Odelle straightened and gazed through wafts of steam to the bath’s backdrop—a jungle rising to the ceiling and covering the bathroom’s rear wall. Heliconias, gingers, and bananas wrestled for space next to anthuriums, ficus, ti, aloes, and yuccas intertwined with passionflower vines.
She opened a small wooden door set on the wall to a side of the bath and hefted one of the six Baccarat crystal flasks: her perfume, custom-made by Maison Guerlain at their gorgeous Champs-Elysées shop, a bargain at ninety grand a quart. She poured a generous splash of the Madeira-colored liquid into the hot water, and the air thickened with aromas of musk, sandalwood, and violet. She returned the flask to the darkness of its niche, undressed, and laid her clothes on a chaise longue set to a side of the arch.
Through the passageway, she returned to the bedroom and paused to gaze at the lazily fluttering flimsy netting driven by the carefully positioned jets in the ceiling. Odelle caught her reflection in the mirror. Small breasts, untouched by the knife and still defying gravity, flat stomach, and not a hair on her body below her eyes but for a carefully manicured mound of dark curls.
When a faint peal echoed, she padded to her rolltop desk and slid back its curved slatted lid.

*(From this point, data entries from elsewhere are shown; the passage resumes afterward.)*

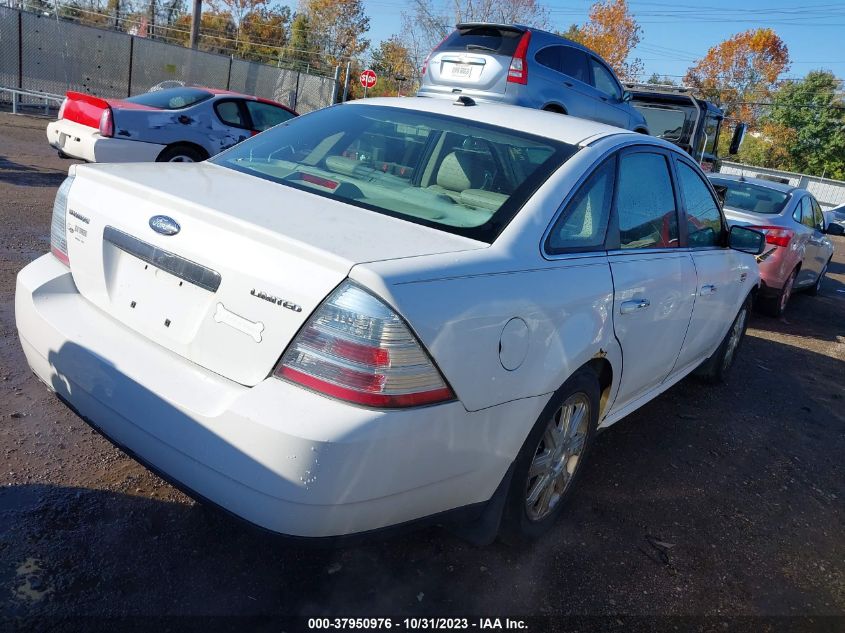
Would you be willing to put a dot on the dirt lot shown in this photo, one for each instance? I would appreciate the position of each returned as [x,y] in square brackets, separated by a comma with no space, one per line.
[724,502]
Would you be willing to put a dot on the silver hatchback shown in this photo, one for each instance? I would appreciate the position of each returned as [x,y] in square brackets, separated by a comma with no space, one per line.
[520,65]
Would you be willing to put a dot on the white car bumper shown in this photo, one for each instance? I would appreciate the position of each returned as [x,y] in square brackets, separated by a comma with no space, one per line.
[81,141]
[277,455]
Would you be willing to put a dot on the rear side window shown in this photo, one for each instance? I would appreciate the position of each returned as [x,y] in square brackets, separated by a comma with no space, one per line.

A rectangular plasma panel folded upward and stopped at a slight angle. Odelle glanced at the numbers beside the prompt and choked a curse. Not Nikola; Vinson. For a heartbeat she was tempted to turn around and return to her bath, but running away from a confrontation wasn’t her style. She sat on the leather chair facing the desk and ran her hands lightly over the armrests. She’d bought the chair over the phone at a secret auction: one of the chairs from the railway carriage where the French had surrendered in 1940. She didn’t know which buttocks her seat had nursed: Pétain’s, Hitler’s, Keitel’s, Huntziger’s, or Jodl’s. Not that it mattered.
Odelle stared for an instant at the tiny camera over the desk and blinked twice. The camera whirred to focus on her face, and the screen dissolved to reconfigure into an image of Vinson’s face, drawn in an angry grimace.

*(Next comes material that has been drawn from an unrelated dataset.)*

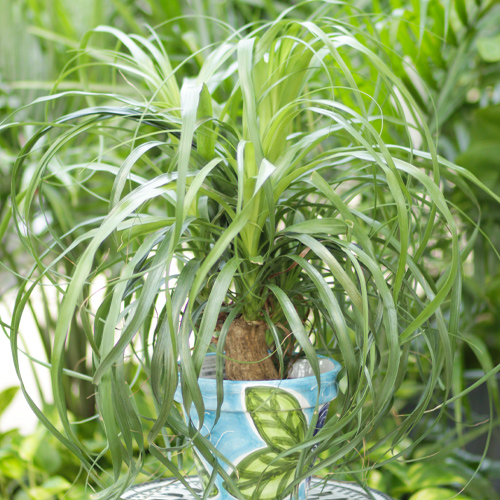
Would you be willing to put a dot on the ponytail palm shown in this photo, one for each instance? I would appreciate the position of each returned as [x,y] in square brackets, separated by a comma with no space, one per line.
[277,188]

“Any luck?” Vinson opened.
“Zilch. It’s as if it never happened.”
“How can that be? No way. … What’s the NHS doing? Then there’s the police. … We must …” When nervous, Vinson had the unsettling—and unrelated to syntax—habit of surrounding odd words with pauses, leaving confused listeners wondering if a hidden significance lurked beyond his comments.
“There are two million residents in Washington, D.C., three on workdays. I can neither close down the city nor do a house-to-house search.”
“Have the fugitives left the city?”
Odelle raised one leg and propped her heel on the desk’s edge, then repeated the movement with the other leg, adjusting her foot on the opposite edge. The camera remained focused on her face.